Die Bücher gibts ab dem 2. Kapitel, sind aber nicht gerade billig.

*EDIT:*


			
				HateCrewDeathtroll am 07.10.2005 15:42 schrieb:
			
		

> Als reiner Bogenschütze???
> Also ich würd dir raten den Söldnern beizutreten weil man bei khaled dann den drachenbogen kaufen kann (160 schaden)


Da hab ich doch was vergessen.

Khaled verkauft einem auch als Feuermagier oder Paladin die Waffen, man muss ihn nur als "Anwärter" nach den Waffen fragen.
Also ein wenig Respekt bei den Söldnern verschaffen, Khaled nach Waffen fragen, und danach erst einer anderen Gilde Beitreten.


----------



## Bluemoonanno (10. Oktober 2005)

*AW: Gothic 2 DNDR als Bogenschütze?*

Hallo ,

vielen Dank für Eure Antworten.



> geh dir am besten am anfang schon den bogen der auf dexters turm liegt klauen.....(flammenbogen)



Das ist doch der Feuerbogen, den habe ich schon geholt. 

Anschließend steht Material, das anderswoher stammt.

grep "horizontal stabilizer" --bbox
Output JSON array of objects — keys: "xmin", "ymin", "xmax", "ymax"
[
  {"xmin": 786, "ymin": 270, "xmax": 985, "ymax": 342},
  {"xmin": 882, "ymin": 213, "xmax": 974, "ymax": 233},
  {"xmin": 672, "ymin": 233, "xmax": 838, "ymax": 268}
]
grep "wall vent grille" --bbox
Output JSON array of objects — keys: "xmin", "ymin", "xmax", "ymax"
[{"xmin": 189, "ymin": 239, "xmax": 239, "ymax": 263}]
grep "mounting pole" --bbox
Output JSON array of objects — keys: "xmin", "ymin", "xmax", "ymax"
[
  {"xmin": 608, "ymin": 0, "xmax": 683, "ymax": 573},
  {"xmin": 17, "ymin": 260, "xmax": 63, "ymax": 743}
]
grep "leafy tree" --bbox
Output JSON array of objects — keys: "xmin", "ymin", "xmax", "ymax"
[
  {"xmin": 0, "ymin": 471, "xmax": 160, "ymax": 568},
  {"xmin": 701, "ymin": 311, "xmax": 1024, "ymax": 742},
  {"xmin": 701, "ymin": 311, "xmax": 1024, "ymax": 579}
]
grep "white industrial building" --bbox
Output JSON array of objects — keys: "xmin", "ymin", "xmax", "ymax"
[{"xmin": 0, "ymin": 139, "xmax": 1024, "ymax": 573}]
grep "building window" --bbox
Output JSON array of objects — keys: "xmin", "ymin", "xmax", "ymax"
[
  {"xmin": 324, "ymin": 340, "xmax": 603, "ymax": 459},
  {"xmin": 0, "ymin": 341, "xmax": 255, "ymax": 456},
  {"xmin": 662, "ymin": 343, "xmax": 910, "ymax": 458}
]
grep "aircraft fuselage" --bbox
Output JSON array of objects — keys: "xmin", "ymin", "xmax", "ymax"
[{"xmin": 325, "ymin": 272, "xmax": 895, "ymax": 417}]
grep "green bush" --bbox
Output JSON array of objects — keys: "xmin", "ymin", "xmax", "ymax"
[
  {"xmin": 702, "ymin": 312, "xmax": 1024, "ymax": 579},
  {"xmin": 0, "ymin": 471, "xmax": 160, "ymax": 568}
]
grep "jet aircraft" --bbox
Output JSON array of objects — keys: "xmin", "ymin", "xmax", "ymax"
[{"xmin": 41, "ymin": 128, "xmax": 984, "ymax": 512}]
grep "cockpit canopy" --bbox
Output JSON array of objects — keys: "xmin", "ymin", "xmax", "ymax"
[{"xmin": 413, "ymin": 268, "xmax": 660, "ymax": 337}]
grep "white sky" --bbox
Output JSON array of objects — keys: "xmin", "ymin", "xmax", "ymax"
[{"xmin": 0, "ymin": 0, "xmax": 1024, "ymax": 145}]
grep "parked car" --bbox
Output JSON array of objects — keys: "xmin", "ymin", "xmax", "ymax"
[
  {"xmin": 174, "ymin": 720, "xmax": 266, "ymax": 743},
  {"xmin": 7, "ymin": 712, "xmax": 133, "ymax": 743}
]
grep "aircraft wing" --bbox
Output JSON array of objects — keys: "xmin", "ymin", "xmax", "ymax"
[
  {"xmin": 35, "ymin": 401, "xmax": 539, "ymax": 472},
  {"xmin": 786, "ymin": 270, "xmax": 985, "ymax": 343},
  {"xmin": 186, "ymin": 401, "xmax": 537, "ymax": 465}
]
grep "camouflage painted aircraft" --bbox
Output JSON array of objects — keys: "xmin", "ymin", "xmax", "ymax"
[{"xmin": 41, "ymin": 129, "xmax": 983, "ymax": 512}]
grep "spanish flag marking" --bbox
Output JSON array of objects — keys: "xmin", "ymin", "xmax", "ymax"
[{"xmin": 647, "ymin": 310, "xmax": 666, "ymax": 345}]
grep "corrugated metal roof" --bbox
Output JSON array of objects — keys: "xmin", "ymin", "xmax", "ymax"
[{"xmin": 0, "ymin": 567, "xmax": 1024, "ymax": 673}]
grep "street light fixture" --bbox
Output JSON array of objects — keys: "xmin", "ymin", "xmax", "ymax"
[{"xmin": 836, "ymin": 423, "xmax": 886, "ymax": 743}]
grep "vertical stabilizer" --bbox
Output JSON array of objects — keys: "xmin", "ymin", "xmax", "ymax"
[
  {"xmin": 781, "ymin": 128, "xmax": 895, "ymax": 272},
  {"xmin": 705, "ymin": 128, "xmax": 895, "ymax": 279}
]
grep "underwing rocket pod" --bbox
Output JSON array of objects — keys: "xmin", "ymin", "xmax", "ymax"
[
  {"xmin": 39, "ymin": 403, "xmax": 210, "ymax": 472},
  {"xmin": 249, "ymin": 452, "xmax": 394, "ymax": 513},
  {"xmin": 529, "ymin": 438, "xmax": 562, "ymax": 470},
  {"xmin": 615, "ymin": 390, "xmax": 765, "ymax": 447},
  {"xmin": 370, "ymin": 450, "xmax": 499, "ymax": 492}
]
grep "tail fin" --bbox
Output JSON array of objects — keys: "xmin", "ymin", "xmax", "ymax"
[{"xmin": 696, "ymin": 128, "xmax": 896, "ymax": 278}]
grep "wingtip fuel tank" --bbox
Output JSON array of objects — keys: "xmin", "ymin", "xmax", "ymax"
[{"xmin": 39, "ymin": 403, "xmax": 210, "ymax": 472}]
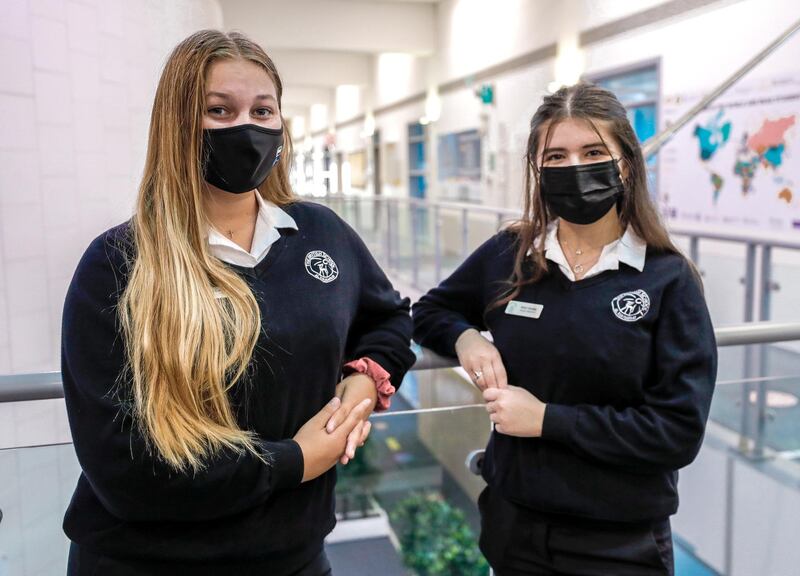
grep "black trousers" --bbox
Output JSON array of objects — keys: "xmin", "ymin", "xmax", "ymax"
[
  {"xmin": 67, "ymin": 542, "xmax": 333, "ymax": 576},
  {"xmin": 478, "ymin": 487, "xmax": 674, "ymax": 576}
]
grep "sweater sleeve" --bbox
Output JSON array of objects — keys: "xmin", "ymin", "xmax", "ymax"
[
  {"xmin": 542, "ymin": 260, "xmax": 717, "ymax": 473},
  {"xmin": 412, "ymin": 236, "xmax": 500, "ymax": 356},
  {"xmin": 345, "ymin": 224, "xmax": 416, "ymax": 388},
  {"xmin": 62, "ymin": 230, "xmax": 303, "ymax": 521}
]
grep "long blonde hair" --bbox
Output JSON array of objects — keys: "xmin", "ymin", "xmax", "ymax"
[{"xmin": 119, "ymin": 30, "xmax": 294, "ymax": 471}]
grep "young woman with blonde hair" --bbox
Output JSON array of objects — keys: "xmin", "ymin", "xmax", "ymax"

> Ach übrigens das buch "der südländischen verteidigung" gibts erst im 3. oder 5. kapitel.Wenn du bogen geschick und einhand also bis zum 3. kapitel aufpowern willst dann mach das ich habs versucht un bin gescheitert.Viel Glück ich nehm an du bist kein rollenspielanfänger



Im 2. Kapitel gibt es die ja bei Lutero. (den habe ich schon "vergessen lassen" das ich ihm die beiden Bücher abnahm). Ich möchte gerne für den Nahkampf die Betty benutzen, da die ja speziell für Dex Char gut ist.



> Khaled verkauft einem auch als Feuermagier oder Paladin die Waffen, man muss ihn nur als "Anwärter" nach den Waffen fragen.
> Also ein wenig Respekt bei den Söldnern verschaffen, Khaled nach Waffen fragen, und danach erst einer anderen Gilde Beitreten.



Danke, das werde ich dann auf jeden Fall so machen, gut zu wissen!   

Ich werde Euch bestimmt noch mal um Hilfe/Tipps bitten müssen und hoffe, damit nicht zu nerven! 

cu bluemoonano


----------



## LordKugelfisch (10. Oktober 2005)

*AW: Gothic 2 DNDR als Bogenschütze?*

Wo is denn das Problem der meisterdegen ist doch auch Relativ gut, macht immerhin 120 Schaden und braucht nur Geschicklichkeit! Den kann man nehmen für Gegner die gegen Pfeile immun sind.


----------



## Homerclon (10. Oktober 2005)

*AW: Gothic 2 DNDR als Bogenschütze?*



			
				LordKugelfisch am 10.10.2005 21:35 schrieb:
			
		

> Wo is denn das Problem der meisterdegen ist doch auch Relativ gut, macht immerhin 120 Schaden und braucht nur Geschicklichkeit! Den kann man nehmen für Gegner die gegen Pfeile immun sind.


Eigentlich ist es geschmackssache.

Ob nun Meisterdegen oder Betty, den Vorteil der Betty mehr Schaden auszuteilen,(Betty macht 130Schaden) gleicht der Degen durch den Bonus von 10% auf den Einhandskill wieder aus.


----------